El cielo comenzaba a llenarse de
estrellas, aunque aún hubiese algunas nubes ralas corriendo velozmente hacia
las más pesadas y distantes, que derramaban la borrasca sobre otros parajes.
Muñeca Dendem miró hacia arriba e
intentó vencer la limitación de las estrellas. Tal vez pudiera ver al Padre
Manipulador y Artesano sonriéndole, señalándola como la próxima, la elegida, la
destinada a la transmigración. Pero ya había pasado por innumerables ritos
anteriores. En todos había visto a otros ser escogidos. Y a esos, eufóricos,
dar saltos, gritos, chillidos, ladridos, mugidos, cacareos, gruñidos. Felices
cada uno a su manera. Los había visto ser conducidos a la máquina suprema y,
envueltos en una cápsula metálica, reluciente y llena de conexiones,
desaparecer por completo en un torbellino de luz y humo, obedeciendo a la
programación algorítmica del poderoso computador central.
Después el Oráculo era
cuidadosamente apagado y los juguetes se dispersaban. Otra ceremonia solo
después de muchos y muchos días, el tiempo necesario para que, ya desconectado,
el Oráculo pudiera prepararse para una nueva elección.

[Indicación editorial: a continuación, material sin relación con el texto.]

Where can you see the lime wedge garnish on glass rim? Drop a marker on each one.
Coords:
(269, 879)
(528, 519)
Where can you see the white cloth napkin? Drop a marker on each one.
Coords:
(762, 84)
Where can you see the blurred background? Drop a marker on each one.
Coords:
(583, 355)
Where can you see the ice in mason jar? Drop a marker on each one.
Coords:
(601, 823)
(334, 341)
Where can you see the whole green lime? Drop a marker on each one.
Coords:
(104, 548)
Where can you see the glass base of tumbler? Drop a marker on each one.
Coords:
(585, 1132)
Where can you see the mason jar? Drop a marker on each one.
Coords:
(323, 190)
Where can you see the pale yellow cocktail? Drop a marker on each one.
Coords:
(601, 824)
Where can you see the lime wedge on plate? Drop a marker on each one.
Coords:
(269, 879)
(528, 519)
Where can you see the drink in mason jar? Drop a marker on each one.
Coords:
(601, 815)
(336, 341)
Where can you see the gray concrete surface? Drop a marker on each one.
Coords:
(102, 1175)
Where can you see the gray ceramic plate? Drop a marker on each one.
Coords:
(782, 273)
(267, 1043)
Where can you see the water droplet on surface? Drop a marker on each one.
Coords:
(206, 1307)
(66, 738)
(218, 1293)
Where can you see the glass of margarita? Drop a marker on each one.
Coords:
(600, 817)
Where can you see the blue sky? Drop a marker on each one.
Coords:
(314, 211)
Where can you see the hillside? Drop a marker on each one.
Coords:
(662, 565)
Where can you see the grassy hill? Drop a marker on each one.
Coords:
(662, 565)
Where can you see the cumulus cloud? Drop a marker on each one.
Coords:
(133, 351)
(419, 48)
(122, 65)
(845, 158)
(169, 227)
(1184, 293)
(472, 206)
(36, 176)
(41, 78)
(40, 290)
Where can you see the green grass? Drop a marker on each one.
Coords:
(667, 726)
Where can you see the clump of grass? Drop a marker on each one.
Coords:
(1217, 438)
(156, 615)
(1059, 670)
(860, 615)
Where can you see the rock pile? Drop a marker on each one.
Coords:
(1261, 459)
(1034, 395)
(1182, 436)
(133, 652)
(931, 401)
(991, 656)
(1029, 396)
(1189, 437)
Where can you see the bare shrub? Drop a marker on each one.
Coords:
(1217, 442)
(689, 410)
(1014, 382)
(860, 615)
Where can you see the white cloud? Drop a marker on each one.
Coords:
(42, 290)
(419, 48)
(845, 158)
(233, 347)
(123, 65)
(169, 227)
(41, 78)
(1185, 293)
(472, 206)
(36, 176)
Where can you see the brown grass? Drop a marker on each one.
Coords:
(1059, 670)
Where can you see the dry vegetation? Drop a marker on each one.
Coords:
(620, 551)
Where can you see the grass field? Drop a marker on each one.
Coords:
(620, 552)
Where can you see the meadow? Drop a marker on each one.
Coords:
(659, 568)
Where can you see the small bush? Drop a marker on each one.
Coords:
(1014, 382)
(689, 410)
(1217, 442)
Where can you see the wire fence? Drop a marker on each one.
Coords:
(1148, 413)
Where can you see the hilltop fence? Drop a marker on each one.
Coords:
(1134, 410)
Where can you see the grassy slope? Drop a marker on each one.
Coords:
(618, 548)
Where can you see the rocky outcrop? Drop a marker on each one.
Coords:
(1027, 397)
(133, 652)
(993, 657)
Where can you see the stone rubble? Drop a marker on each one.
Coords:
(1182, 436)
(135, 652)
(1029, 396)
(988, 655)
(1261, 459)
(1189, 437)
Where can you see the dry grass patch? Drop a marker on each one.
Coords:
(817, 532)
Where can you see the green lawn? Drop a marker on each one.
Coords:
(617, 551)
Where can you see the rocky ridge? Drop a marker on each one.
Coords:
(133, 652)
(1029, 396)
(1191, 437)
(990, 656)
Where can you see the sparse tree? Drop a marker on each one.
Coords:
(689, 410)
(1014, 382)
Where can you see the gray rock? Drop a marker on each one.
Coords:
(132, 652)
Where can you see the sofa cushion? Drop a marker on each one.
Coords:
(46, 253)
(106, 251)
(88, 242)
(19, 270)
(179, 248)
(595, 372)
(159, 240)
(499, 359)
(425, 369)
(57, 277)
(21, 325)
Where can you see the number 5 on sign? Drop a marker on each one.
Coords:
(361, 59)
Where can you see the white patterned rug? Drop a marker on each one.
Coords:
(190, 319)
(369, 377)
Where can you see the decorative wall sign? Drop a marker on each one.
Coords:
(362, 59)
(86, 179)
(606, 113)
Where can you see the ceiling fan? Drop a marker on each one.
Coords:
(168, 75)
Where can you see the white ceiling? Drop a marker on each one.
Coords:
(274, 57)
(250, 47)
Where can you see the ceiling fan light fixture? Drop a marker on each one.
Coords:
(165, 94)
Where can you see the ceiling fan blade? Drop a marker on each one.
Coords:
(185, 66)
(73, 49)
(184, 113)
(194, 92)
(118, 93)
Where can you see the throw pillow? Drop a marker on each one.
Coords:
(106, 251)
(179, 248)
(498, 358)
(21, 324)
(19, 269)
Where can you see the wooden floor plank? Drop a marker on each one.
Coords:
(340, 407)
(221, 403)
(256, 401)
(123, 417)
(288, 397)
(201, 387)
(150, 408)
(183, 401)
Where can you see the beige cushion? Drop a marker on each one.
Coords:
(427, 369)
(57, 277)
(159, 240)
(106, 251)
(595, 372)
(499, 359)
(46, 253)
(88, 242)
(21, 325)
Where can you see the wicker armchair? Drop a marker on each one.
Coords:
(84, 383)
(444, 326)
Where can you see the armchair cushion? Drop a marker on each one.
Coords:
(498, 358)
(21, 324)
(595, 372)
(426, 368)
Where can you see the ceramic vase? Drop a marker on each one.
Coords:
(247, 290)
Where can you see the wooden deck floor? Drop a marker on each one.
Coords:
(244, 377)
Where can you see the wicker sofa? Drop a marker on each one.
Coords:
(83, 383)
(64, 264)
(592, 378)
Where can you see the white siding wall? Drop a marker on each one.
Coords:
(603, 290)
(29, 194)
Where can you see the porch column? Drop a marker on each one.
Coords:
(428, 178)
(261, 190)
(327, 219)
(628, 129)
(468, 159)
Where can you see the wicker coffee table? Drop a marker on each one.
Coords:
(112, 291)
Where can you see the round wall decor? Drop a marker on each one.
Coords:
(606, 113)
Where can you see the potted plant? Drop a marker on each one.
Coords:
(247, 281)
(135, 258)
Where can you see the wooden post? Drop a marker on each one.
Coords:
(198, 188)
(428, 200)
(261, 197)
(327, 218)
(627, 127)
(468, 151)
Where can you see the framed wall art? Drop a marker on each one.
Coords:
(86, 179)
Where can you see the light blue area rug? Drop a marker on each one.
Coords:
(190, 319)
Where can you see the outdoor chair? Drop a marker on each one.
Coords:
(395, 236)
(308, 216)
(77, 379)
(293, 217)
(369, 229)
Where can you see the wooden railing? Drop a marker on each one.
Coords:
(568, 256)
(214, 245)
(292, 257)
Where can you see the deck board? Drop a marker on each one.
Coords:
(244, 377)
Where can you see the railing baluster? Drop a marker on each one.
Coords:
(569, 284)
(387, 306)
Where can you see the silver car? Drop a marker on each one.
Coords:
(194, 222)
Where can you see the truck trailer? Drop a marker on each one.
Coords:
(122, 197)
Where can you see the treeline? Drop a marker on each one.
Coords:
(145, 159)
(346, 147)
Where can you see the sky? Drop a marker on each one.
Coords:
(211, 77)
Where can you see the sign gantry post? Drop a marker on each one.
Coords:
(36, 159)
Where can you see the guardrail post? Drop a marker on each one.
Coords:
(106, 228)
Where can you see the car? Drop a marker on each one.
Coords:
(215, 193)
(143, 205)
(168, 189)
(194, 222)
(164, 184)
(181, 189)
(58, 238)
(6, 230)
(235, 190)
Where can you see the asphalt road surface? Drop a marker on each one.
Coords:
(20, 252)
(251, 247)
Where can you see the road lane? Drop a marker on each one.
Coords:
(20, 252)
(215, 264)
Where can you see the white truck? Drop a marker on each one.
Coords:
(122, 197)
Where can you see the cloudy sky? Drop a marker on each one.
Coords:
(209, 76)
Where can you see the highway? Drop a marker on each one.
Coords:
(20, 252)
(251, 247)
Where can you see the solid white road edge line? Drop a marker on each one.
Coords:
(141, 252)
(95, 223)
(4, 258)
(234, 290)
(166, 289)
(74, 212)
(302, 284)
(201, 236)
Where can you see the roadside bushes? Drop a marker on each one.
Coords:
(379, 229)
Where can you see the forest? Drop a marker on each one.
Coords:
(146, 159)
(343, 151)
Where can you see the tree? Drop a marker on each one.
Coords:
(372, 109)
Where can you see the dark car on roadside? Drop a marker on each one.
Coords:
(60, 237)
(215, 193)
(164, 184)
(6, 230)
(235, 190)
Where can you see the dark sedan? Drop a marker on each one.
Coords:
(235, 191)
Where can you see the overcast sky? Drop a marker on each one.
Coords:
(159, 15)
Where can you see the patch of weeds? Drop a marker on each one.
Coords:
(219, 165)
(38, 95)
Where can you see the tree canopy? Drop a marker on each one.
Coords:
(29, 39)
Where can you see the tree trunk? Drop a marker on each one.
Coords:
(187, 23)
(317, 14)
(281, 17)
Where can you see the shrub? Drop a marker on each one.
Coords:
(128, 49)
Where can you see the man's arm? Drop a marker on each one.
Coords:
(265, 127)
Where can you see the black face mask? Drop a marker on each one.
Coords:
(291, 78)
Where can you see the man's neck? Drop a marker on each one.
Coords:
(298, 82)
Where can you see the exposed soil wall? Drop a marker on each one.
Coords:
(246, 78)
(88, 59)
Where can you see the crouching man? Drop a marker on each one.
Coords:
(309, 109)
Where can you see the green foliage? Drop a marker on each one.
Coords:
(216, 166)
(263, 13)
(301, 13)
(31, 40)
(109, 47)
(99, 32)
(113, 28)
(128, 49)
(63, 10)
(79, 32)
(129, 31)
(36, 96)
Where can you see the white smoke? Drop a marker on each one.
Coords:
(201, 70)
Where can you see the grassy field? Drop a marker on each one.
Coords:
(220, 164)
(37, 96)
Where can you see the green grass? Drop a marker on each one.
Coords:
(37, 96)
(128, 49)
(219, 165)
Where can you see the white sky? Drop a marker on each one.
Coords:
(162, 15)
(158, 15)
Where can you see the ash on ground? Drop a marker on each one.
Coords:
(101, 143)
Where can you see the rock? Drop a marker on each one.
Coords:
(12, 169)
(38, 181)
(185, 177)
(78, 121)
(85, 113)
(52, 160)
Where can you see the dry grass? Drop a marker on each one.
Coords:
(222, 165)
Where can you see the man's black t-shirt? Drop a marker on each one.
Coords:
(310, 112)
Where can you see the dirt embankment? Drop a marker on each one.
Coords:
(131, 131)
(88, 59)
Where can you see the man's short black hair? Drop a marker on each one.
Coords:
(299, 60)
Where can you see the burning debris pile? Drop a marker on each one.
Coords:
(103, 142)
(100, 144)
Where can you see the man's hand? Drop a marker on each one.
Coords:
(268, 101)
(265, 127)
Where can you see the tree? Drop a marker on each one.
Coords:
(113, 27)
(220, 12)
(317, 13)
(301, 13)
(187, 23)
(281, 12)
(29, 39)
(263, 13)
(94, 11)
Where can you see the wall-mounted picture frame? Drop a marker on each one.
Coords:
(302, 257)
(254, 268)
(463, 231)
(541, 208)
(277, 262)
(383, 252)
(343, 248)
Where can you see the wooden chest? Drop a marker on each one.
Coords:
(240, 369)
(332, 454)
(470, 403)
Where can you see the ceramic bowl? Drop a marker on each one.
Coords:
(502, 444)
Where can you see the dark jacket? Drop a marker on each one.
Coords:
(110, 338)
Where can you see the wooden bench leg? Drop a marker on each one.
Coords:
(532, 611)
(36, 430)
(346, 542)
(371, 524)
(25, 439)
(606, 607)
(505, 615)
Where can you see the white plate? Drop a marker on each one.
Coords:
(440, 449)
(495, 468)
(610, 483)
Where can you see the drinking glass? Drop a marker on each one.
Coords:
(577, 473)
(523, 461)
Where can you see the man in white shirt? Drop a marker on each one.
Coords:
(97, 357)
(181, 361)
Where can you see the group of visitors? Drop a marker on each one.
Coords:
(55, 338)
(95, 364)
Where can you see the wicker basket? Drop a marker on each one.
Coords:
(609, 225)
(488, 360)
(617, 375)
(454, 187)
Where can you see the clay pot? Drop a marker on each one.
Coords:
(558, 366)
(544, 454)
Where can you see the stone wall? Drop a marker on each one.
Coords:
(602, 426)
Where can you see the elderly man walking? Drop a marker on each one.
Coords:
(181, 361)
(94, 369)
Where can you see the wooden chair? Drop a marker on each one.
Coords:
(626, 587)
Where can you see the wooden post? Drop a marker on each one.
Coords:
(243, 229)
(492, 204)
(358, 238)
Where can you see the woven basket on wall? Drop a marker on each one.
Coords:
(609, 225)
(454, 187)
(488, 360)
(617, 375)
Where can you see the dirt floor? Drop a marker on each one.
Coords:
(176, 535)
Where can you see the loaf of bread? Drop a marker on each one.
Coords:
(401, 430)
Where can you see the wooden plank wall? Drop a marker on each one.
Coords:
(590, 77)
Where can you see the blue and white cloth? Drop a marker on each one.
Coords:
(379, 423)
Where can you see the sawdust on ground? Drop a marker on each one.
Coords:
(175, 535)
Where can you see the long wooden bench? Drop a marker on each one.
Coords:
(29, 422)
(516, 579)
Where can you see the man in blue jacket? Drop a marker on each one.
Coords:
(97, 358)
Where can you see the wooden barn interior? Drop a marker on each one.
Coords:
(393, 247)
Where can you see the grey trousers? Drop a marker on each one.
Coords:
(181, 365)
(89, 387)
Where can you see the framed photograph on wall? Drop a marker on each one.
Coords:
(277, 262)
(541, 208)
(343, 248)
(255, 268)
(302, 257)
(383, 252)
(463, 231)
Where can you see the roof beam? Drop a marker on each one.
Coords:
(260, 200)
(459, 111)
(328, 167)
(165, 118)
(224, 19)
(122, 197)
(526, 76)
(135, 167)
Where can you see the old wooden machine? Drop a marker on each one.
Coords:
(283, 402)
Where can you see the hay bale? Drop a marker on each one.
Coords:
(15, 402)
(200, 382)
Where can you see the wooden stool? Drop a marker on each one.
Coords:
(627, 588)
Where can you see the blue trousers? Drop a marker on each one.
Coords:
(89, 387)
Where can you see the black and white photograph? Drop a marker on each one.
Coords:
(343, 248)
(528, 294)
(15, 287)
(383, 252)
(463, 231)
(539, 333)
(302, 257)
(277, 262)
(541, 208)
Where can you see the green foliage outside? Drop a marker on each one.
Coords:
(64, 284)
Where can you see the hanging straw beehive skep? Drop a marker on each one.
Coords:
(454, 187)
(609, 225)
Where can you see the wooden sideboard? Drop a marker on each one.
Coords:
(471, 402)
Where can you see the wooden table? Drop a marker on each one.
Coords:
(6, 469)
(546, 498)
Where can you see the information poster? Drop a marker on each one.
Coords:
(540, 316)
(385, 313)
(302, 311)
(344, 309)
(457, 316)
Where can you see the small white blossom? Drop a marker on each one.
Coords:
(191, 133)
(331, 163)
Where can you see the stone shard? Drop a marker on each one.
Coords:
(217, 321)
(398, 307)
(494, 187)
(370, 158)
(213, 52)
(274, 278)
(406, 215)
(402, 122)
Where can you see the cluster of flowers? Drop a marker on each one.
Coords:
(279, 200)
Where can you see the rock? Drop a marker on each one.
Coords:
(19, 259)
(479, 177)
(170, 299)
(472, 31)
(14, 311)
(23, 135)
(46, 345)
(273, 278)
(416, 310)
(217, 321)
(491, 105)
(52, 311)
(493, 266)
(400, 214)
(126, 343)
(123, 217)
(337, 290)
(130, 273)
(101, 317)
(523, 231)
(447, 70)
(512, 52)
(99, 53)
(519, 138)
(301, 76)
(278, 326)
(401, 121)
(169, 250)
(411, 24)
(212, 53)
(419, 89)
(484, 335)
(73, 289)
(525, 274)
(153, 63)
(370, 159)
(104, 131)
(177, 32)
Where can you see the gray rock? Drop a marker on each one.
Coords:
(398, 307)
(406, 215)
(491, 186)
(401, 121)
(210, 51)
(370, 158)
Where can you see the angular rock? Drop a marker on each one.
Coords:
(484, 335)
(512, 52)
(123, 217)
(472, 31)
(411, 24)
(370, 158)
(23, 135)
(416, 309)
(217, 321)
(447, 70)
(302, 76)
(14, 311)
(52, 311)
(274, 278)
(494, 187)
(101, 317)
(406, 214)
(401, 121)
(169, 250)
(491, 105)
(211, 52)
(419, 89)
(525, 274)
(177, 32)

Habían sido miles, alguna vez.
Ahora no más que unos pocos cientos.
La calle donde estaban se extendía
tortuosa. A veces flanqueada por edificios decadentes y arruinados, a veces por
casas que aún despertaban cierto respeto por las formas concisas y elegantes
con que habían sido, un día, construidas. Era por esa calle que todos se
dirigirían hacia la construcción vidriada donde se encontraba el Oráculo. Esta
terminaba en un punto donde comenzaba una bifurcación. De un lado, tras muchos
escombros, un pantano maloliente. Del otro, ruinas de un antiquísimo cementerio
humano, revuelto incontables veces en busca de la carne que ya no existía. El
Oráculo estaba, por tanto, exactamente en la ubicación que hacía de él la
piedra angular de todas las esperanzas de la comunidad.
Observó los mechones de Panda Boom
ya medio deshechos, muchas partes de su cuerpo exhibiendo manchas oleosas. El
Gato Miau-Miau ya no tenía una oreja y la cola estaba quebrada. La Jirafa
Cuellilarga era tuerta y la Muñeca Princesa Soraya, a pesar de toda la
elegancia real, hacía lo imposible por ocultar los harapos en que se convertían
sus vestiduras al soplar la menor brisa.
Se vio pronto rodeada por una marea
de juguetes que surgían de todos lados, saliendo de sus rincones y escondites.
Era empujada por la muchedumbre, obligada a seguir sus pasos, ella igualmente
embriagada por el aura fascinante del momento. Y se imaginaba, una vez más, como
la elegida. Se veía en la máquina suprema, se sentía envuelta por una onda
poderosa de energía y luego, recuperada de la apoteosis, descubriéndose una
niña de carne y hueso –y no más de lamentable plástico y metal– en una tierra
distante en el tiempo, promesa del Padre Manipulador y Artesano.
Muchas veces, en los intervalos
entre una ceremonia de transmigración y otra, se preguntaba si la máquina
suprema realmente convertía los juguetes en gente. Le cruzaba por los circuitos
la idea de que simplemente eran desintegrados, transformados en polvo o incluso
en menos que eso. O que, en una hipótesis un poco mejor, aunque no muy
reconfortante, fueran trasladados a un lugar desconocido, expuestos a peligros
inimaginables… siempre como juguetes.
Por eso, cada vez que se acercaba
una ceremonia de transmigración, escondía cuidadosamente una filosa lámina en
su abdomen. Sería su protección si resultaba elegida y si la segunda hipótesis
era la verdadera.
Como jamás nadie había regresado
para confirmar el sagrado proceso, todos estaban obligados a moverse única y
exclusivamente por la fe.
Y, por ella, a entrar en la Máquina
Suprema, permitiéndose ser desintegrados o renacer.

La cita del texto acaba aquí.